The maths was beautifully blunt. Take a rider's rank in the general classification, add his rank in the points competition, add his rank in the mountains competition. Lowest total wins. First in GC, third in points, second in the mountains? Six points. It rewarded the rider with no weaknesses — the one who could sprint well enough, climb with the best and hold his place overall. You couldn't luck into it, and you couldn't specialise into it either: only riders ranked in all three classifications even appeared on the sheet.

From plain white to glorious patchwork
The first winner, in 1968, was Italy's Franco Bitossi — and from 1969 the leader wore a plain white jersey, the same colour that today marks the best young rider. Then came the man the classification might as well have been invented for: Eddy Merckx won it five times — 1969 through 1972, and again in 1974 — which tells you everything, given that in 1969 he won yellow, green and the mountains outright in a single Tour. Joop Zoetemelk took the 1973 edition in the gap between Merckx's reigns.
The classification vanished after 1974, came back in 1980, and in 1985 the organisers gave it the look everyone remembers: the patchwork jersey — panels of yellow, green, polka dot and white stitched together like a quilt made from the Tour's laundry basket. It is, depending on who you ask, either the ugliest jersey in cycling history or the greatest. We know where we stand: they should never have stopped making it.
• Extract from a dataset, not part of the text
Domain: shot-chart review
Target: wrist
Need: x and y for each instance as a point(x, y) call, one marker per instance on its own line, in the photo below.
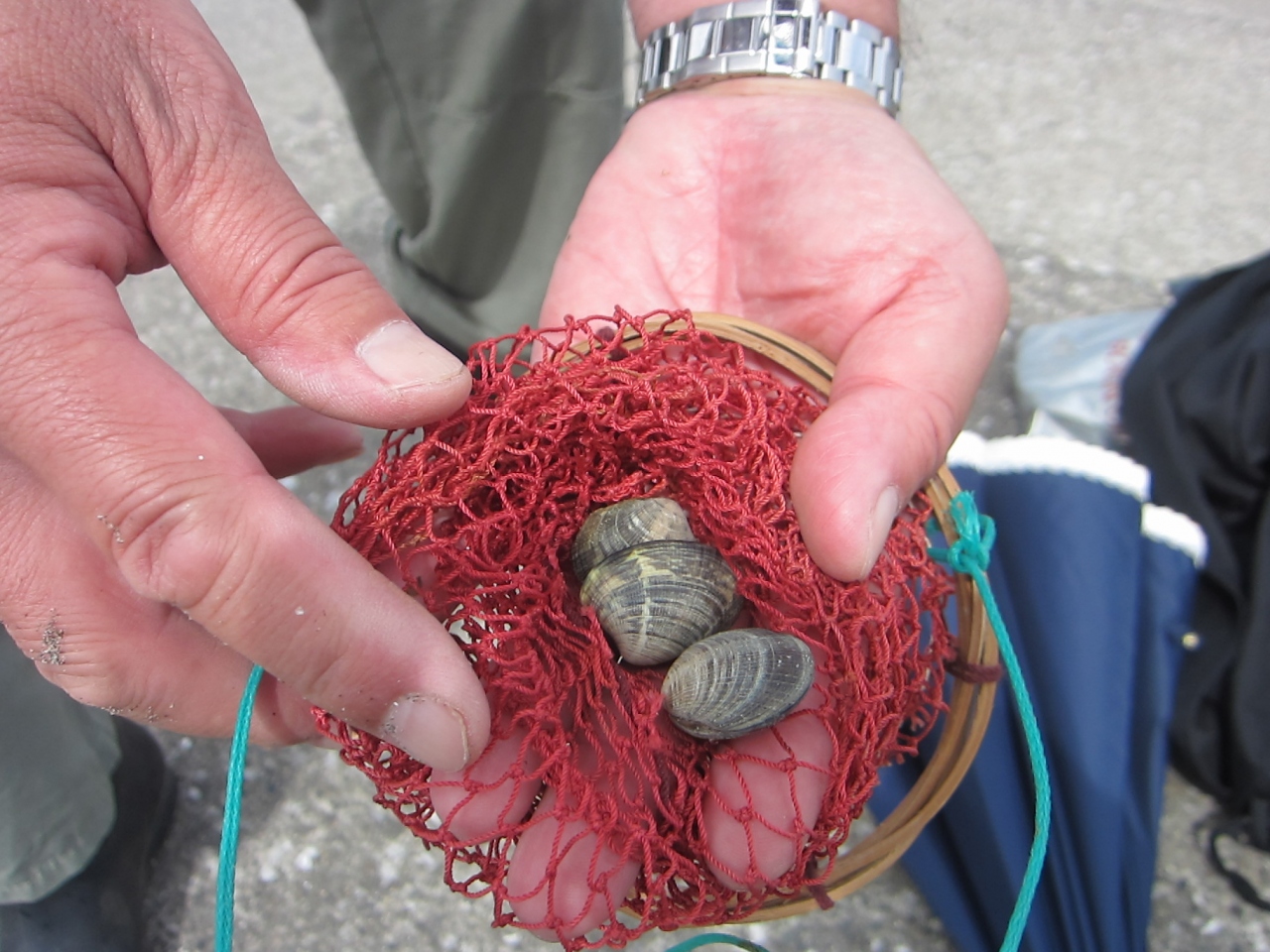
point(651, 14)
Hinault, LeMond and the jersey's golden age
The 1980s roll of honour reads like the decade itself. Bernard Hinault won back-to-back editions in 1981 and 1982. Then Greg LeMond took over, winning the first two patchwork editions in 1985 and 1986 — right through the heart of the La Vie Claire civil war, when he and Hinault were trading attacks and mind games on the same team bus. Look at the 1985 podium photo: LeMond in the patchwork, Hinault in yellow, neither entirely happy with the arrangement.


A year later the roles reversed: LeMond in yellow, Hinault in the patchwork, the two of them clear of the world on the road to Alpe d'Huez. The combination jersey kept ending up on the shoulders of whichever of them wasn't leading the Tour — which is exactly what it was for. When the best rider in the race already has yellow, the patchwork finds the second-best all-rounder in the world.


The end of the road
The last man to wear it was the Dutch climber Steven Rooks, who won the final two editions in 1988 and 1989. Then Jean-Marie Leblanc took over as race director, set about streamlining the Tour, and the combination classification was quietly retired after 1989 — along with, eventually, its spiritual cousins at the Vuelta and elsewhere.

The official reasoning was tidiness: four jerseys tell four clean stories, and a fifth computed from the other three tells a complicated one. Fair enough. But something real was lost. Today's Tour would have a combination battle for the ages — Pogačar has led three classifications at once in this very race, and the fight behind him between Vingegaard, Evenepoel and the young all-rounders is precisely what the patchwork was built to measure.
Moral of the story
The grupetto has a soft spot for the combination jersey, because it made the same argument we do: cycling is not one race, it's several happening simultaneously, and the riders who show up in all of them deserve their own podium. Also, frankly, it looked fantastic. Bring back the quilt.